In England, before they were married, there had always been so much to talk about. Vinson had been interested in what she had to tell him about her day at the shop, and there was so much to discover about each other's past lives. But now that they had told nearly everything about themselves that they intended to tell, what was left? Sometimes there seemed to be a great vacuum between them, a no-man's-land across which they could not reach each other. Christine would look up from her book or her sewing to where Vinson sat dangling a house shoe from his toe, and realize in a moment of panic that she was married to him and that he was a stranger.

She wondered what other married couples talked about when they were alone. Gossip, probably, about people they both knew, but Vinson did not care for gossip. He had definite ideas about people. He either liked them and they could do no wrong, or he did not like them and he could not hear any good about them. That was that, and he was not interested in the fascinating details of their lives.

Marriage was supposed to bring you close, but sometimes, as you got to know a person better, it drove you farther apart.

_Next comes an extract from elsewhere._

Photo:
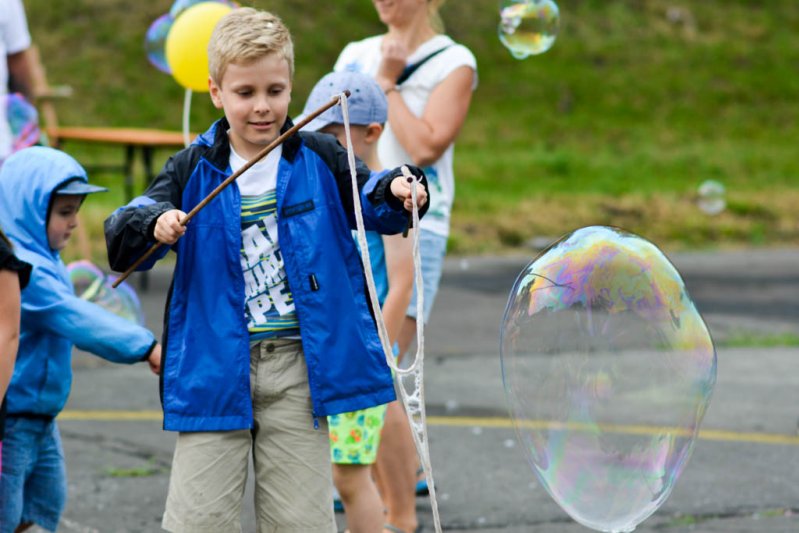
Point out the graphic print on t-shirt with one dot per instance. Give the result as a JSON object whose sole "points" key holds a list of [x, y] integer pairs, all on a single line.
{"points": [[269, 306]]}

When you did not know someone very well, irritating habits and small disagreements were passed over in the excitement of discovering the things you did have in common. But when you were sealed within the walls of marriage for ever, small inadequacies, even tiny differences of mood, could grow out of proportion and push you both as far back into yourselves as if you had a real quarrel.

When Vinson came home feeling masculine and wanting to love her, everything was all right between them. At such times they were happy together, and in these first months of their marriage there were enough of these times to make up for the moments when Christine struggled against disappointment like a fly caught in a cobweb.

She was happy. Of course she was happy. She had wanted to
be married, and now she was. It would come out all right. Marriage was not as easy as it looked at first sight, and if there seemed to be anything wrong it must be her fault. She would be more loving and more tolerant and everything would be all right. Everything
was
all right. Think what some people's marriages were like! She and Vinson were lucky.

These things she told herself as she cleaned her apartment and listened to the morning quiz programmes on the radio.

There had been nothing like them on B.B.C., except perhaps Wilfred Pickles, but ‘Have a Go' was only a very mild version of these programmes where people from the studio audience were made to tell the microphone the most intimate things about themselves, before they tried to answer the general knowledge questions that could bring them fabulous sums of money, or a precision-built plastic rocking-chair or a television set with a tone ‘as mellow as an old Stradivarius violin'.

Whether they won or lost, of course they were given samples of whatever product was sponsoring the programme. When some colourful bearded character from the backwoods was hauled up to the microphone to tell his simple story to the amazed children of progress, Christine wondered how he felt about lugging home to his rustic retreat six giant-size boxes of Foamo, the new miracle sudsmaker that cuts dishwashing time in half, yet is mildest of all to your hands. The sponsors were usually paying his bill at a hotel in Chicago or Hollywood or wherever the programme came from, so he probably gave the Foamo to the chambermaid and went happily home to dip his tin plates in a cold mountain stream, with a hundred dollars in his pocket for knowing who was the manager of the Boston Red Sox baseball team in 1932.

There was one programme which shamelessly exploited people's misfortunes and tragedies to provide entertainment for the vast morning audience of housewives all over America. You were supposed to write in to the studio that your child was going blind, or your wife crippled from polio or your home burned to the ground with all your savings tied up in an old sock inside it. The worse you could make it sound the better, for whoever had had the most ghastly things happen to them was asked to come along to try and win money for an operation on their child, or a
wheelchair for their wife, or a down payment on a new home, so that these wonderful, wonderful people could make a new start in Little Rock, Arkansas.